Les experts : encore en attente d’une reconnaissance - Objectif Soins & Management n° 193 du 01/02/2011 | Espace Infirmier
 

Objectif Soins n° 193 du 01/02/2011

 

Actualités

Mathieu Hautemulle  

JUSTICE → Face aux médecins et aux juges, les experts judiciaires non médicaux de la santé font entendre leur voix, aidés par une toute nouvelle Compagnie.

La Compagnie nationale des experts judiciaires professionnels de santé non médecins, qui a organisé son premier symposium le 15 janvier à Vanves (Haut-de-Seine), ne revendique pour l’heure que cinquante adhérents. Un effectif minime en apparence mais important en réalité. Tout d’abord, parce que la Compagnie est née il y a un an seulement. Ensuite, et surtout, parce que le nombre de professionnels de santé non médecins inscrits sur les listes d’experts judiciaires des cours d’appel est à peine plus élevé. Ces listes ne comptent ainsi que quatorze infirmières dans toute la France.

Parmi les experts judiciaires de formation infirmière inscrits sur ces listes, « dix sont cadres, cadres supérieurs ou directeurs des soins », relève Marylène Guingouain, experte judiciaire, membre de la Compagnie et directrice des soins à l’Assistance publique-Hôpitaux de Paris. La “vision transversale” dont les cadres peuvent se prévaloir peut en effet s’avérer utile dans une expertise judiciaire, qui vise à apporter au juge un éclairage technique sur une affaire.

Le réflexe des juges

Cet éclairage technique, c’est le juge lui-même qui le demande, en sollicitant un expert judiciaire sur les listes – ou d’ailleurs tout professionnel de son choix. Mais, comme cela a été souligné au cours du symposium, les juges ne recourent pas encore tous à cette possibilité de faire appel à un expert non médecin.

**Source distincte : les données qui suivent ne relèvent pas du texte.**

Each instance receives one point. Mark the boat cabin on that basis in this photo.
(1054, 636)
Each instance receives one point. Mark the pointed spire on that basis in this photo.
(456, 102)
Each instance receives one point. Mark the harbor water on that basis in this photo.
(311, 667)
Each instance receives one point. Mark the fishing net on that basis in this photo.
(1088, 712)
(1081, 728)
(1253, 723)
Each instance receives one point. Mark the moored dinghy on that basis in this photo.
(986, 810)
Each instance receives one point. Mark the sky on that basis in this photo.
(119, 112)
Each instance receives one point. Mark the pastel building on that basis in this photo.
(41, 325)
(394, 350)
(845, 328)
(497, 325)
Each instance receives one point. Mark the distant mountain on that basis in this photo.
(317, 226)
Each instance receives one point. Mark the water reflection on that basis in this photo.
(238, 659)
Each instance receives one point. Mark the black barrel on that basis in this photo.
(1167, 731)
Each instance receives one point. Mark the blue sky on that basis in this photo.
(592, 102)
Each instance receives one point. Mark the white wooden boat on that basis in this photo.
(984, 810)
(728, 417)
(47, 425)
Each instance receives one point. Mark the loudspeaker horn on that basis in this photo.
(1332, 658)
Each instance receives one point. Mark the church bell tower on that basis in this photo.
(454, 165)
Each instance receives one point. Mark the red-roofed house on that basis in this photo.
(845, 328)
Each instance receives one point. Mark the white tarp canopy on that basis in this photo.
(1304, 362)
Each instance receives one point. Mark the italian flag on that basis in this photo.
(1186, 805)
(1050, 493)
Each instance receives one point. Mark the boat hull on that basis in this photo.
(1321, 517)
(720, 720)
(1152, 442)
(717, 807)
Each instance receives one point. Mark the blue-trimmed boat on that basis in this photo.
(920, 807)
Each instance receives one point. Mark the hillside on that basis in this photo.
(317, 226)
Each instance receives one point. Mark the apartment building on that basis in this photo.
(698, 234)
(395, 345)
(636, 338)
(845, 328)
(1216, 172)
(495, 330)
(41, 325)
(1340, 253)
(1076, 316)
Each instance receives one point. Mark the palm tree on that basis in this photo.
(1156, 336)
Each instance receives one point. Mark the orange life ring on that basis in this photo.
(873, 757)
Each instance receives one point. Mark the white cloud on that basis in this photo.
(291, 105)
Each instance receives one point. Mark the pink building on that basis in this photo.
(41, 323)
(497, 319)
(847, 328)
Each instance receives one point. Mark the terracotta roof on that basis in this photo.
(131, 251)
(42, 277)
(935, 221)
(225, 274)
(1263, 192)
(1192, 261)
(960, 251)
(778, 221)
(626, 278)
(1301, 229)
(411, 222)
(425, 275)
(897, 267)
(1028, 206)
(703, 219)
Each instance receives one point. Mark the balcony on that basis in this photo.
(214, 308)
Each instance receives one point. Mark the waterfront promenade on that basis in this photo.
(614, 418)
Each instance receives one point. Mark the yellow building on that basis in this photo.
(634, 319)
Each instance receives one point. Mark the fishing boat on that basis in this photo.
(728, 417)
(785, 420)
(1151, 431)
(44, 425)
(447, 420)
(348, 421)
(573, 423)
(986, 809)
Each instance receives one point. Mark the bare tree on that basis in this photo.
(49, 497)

Un magistrat de Reims a reconnu « un réflexe un peu conditionné [des juges] : l’expertise dans le domaine médical, en général, c’est le médecin. Et nous avons trop souvent, dans nos provinces, notre médecin attitré. C’est très difficile de faire admettre à un tribunal qu’il faut savoir s’adresser à d’autres ». Difficile aussi de le faire admettre à des médecins, auxquels ont longtemps été réservées les expertises judiciaires…

Ce qui explique, avec le manque de relations ou de chance, pourquoi certains experts judiciaires, pourtant nommés sur les listes des cours d’appel, ne sont pas, ou peu, sollicités par la justice. Dommage, car un professionnel mis en cause devant une juridiction a « besoin d’être entendu par ses pairs », estiment les créateurs de la nouvelle Compagnie. L’objectif, c’est d’examiner les circonstances et l’organisation des soins en cas d’erreur, indique notamment Marylène Guingouain. Elle-même s’est déjà penchée, comme experte, sur quatre affaires, toutes au pénal – trois erreurs médicamenteuses et le cas d’un enfant tombé d’une couveuse.

À l’avenir, les experts infirmiers devraient toutefois être plus souvent sollicités avec la hausse probable des litiges concernant l’organisation des soins et les infections nosocomiales, selon Véronique d’Hérouville, cadre de santé au groupe hospitalier Diaconesses-Croix-Saint-Simon. L’évolution des mentalités pourrait aussi modifier la donne. « À terme, note Christian Lacomère, kinésithérapeute et président de la Compagnie, il sera intéressant de faire un regroupement de toutes les professions de santé, afin que l’on puisse échanger sur nos savoir-faire et nos spécificités. » Médecins ou non.